Coach others on what to ask about if they do notice something off, and remind them to do so without singling your child out. They likely already feel different enough.
Depending on the situation, there’s other pertinent information like the possibility of her starting a period (though her hormones are well-controlled with medication), or that she has a few small areas of FD in the skull (so basically she must be watched from head-to-toe, even though she appears to be perfectly healthy and normal from the outside).
Since we are dealing with a spectrum disease, and a mosaic one at that, having all that information can seem a bit overwhelming and even frightening to someone who has just learned about FD/MAS for the first time. Think about how you felt when you first dug into the available information upon diagnosis. One time, I received a phone call from school that she fell on the playground and they needed to know what to do with her. I asked some basic questions about how hard the fall was, from how high, was she crying or complaining. When they confirmed that neither was the case and that no bones or metal were protruding from her leg, I thanked them for their concern and phone call and assured them that she was probably just fine, which thankfully she was.
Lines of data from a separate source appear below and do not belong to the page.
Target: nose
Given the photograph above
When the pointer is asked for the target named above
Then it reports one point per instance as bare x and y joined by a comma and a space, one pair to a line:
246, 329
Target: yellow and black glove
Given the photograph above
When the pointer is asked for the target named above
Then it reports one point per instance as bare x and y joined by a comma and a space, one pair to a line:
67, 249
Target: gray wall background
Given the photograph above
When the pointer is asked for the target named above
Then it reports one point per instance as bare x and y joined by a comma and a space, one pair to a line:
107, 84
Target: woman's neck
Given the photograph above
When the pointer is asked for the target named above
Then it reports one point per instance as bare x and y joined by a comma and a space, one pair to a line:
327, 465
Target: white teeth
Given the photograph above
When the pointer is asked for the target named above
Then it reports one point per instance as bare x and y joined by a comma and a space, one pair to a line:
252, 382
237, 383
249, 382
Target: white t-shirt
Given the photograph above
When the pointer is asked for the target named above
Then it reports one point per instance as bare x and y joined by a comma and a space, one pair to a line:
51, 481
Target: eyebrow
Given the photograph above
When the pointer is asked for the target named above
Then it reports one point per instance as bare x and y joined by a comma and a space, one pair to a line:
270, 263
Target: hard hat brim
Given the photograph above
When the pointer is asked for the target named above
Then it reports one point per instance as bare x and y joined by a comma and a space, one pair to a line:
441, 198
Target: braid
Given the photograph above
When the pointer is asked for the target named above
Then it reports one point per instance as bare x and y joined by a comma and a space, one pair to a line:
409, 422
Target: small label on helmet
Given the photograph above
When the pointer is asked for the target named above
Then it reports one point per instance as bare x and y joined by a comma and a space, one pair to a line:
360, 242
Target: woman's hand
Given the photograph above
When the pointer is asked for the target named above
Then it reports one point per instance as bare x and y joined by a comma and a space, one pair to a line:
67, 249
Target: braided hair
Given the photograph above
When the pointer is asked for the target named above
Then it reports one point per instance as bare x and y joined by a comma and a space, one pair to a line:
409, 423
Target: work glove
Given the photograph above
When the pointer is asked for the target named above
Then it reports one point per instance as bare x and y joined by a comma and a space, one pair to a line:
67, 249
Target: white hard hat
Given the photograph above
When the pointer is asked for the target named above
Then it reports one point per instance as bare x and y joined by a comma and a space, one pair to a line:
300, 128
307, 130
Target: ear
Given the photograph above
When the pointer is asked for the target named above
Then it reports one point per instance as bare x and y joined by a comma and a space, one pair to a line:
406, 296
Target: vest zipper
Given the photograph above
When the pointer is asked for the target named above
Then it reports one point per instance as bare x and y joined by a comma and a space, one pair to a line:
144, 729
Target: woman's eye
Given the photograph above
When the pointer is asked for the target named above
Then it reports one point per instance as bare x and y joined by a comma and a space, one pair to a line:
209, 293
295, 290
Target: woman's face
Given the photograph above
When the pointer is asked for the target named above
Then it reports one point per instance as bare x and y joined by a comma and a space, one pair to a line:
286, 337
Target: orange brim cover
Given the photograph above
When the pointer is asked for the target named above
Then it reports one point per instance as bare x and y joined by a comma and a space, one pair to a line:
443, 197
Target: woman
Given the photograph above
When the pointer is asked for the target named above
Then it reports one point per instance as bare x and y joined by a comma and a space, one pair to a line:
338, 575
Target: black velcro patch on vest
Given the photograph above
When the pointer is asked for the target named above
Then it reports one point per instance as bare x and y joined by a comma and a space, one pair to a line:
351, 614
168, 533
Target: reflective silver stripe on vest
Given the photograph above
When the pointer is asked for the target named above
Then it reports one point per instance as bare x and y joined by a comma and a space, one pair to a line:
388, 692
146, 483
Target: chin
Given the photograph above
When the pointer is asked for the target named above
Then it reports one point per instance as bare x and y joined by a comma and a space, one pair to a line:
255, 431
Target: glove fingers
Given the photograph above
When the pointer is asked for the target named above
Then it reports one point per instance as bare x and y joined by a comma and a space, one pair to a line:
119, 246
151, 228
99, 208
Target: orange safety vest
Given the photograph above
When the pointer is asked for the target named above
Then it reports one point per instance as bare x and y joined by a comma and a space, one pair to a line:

C – Communicate! What about when there is a sudden change in your child’s health or mobility? Communicate, communicate, communicate! My daughter was diagnosed a few weeks after starting at a new preschool, and her teacher was wonderful. Six months later we experienced her first stress fracture and had to go in and explain her hip/knee/ankle brace to the teacher and how to take it off and put it back on each time she needed to use the restroom. This teacher was a rock star and had become a fierce advocate for my daughter, she never allowed her to feel different and took all the changes in stride. This encouraged the other kids to be incredibly accepting and not treat her any differently. We were fortunate to have her as a teacher for both the three- and four-year-old classes. We continue to gather heroes like this in our lives, our babysitter and the school’s principal come to mind immediately. People who we know we can turn to when we are going through another rough patch. We know these allies will go above and beyond to make sure that Katie’s experience is everything it could and should be.
It can be helpful for teachers, coaches, etc. to communicate not only with you but also with your child’s physicians (this is where a great physiatrist comes in handy!) about ways to adapt programs & activities for your child. What restrictions does your child have? What are their “normal” activities and the “proceed-with-caution” activities? These are things that aren’t exactly the safest for your child to do but sometimes you need to allow them to just enjoy being a child. Encouraging open communication will make everyone, and most especially, your child, more comfortable.
So those are my quick tips, my ABCs. If only parenting a rare disease child were that easy. It can be so difficult to not be a helicopter parent when your child is so delicate and fragile, trust me because I am that parent. Over the years, people who do not know or understand have been incredibly insulting to me. The thing is, there is a fairly big difference between their child simply falling and scraping a knee and me determining if I need to call a physician and go for an x-ray or CT. The more you start that conversation, the better they will come to understand. The bottom line is simply that you are your child’s best advocate and it’s going to be OK.
*The views expressed are the opinions and experiences of the author and not necessarily representative of the FD/MAS Alliance’s staff, board, or advisors. This is not meant as medical or legal advice.